Ho vissuto quella Eucaristia come un dono grande, immenso, inaspettato, che non ha cambiato la realtà, ma ha cambiato me. Radicalmente. Sapevo che morendo con Cristo sarei risorta con Cristo, ma non pensavo di vedere la luce nel punto che doveva essere il più buio di quella storia. E, tutto questo, grazie alla violazione di una norma che ha permesso a mio marito di prendersi cura di me, quando io invece non ero in grado di prendermi cura di me stessa. La potenza del matrimonio: Dio che si serve dello sposo, della sposa, per farci arrivare il suo amore. Il sacramento del matrimonio e quello dell’Eucaristia così strettamente uniti, ancora una volta, nella nostra famiglia.
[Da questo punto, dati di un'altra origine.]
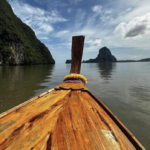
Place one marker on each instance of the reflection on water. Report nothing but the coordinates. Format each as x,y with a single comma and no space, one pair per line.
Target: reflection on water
123,87
19,83
106,70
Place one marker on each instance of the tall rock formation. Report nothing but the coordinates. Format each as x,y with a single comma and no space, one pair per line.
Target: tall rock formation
18,43
103,56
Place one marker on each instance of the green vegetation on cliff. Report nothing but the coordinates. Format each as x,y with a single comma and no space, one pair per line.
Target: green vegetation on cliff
14,31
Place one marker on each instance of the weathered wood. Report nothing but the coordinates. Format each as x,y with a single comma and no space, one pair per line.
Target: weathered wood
64,119
74,86
77,51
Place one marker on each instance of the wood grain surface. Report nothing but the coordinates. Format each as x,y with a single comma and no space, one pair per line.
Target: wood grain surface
69,119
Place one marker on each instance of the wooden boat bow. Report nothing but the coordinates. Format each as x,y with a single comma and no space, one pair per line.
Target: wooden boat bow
67,117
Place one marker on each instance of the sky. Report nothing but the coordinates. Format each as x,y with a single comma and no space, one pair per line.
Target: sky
121,25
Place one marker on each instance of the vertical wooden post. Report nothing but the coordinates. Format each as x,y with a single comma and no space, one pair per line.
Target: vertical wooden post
77,51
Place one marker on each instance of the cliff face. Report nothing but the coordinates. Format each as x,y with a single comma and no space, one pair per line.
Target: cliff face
103,56
18,43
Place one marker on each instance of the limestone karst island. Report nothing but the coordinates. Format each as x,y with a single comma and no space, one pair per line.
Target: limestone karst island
104,55
18,42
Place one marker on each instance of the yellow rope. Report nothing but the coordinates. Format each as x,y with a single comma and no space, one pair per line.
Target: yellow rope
75,76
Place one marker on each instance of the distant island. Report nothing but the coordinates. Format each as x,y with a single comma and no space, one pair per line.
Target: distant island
106,56
18,42
141,60
103,56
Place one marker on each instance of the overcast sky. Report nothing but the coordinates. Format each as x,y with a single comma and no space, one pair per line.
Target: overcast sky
121,25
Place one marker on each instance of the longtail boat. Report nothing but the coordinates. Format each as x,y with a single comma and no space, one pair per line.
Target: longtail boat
67,117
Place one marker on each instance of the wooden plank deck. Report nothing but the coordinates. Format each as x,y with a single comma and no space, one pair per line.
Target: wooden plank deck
65,118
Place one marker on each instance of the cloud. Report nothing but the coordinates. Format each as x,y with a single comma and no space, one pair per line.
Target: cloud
69,10
61,33
40,20
96,42
44,38
97,8
136,27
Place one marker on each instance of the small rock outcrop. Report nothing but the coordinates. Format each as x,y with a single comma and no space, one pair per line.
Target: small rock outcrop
68,61
103,56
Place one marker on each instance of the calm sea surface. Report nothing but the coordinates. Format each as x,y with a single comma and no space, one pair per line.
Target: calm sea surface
123,87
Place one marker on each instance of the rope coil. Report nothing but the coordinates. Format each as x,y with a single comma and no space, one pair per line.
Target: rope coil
75,78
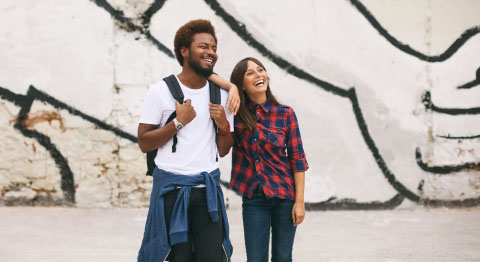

La ripresa da questo lutto non è ancora avvenuta del tutto: Dio mi ha tolto il peso più grande, mi ha sgravato della parte più pesante della croce, quella che mi terrorizzava di più, prendendosela davvero tutta lui e lasciandomi un ricordo di cielo anche per questo parto, (pure se tutto avrebbe dovuto gridare morte), ma non mi ha tolto la mia umanità.

Il vuoto rimane. Questo bambino, che abbiamo chiamato Emanuele (“Dio-con-noi”) deve essere pianto, anche per tutti i bambini che nessuno piange. Ora, però, so, ancora più di prima, da dove ripartire quando la vita mi schiaccia. Quando quel vuoto mi toglie il respiro. Da Gesù. Che è e resterà per sempre, Via, Verità e Vita.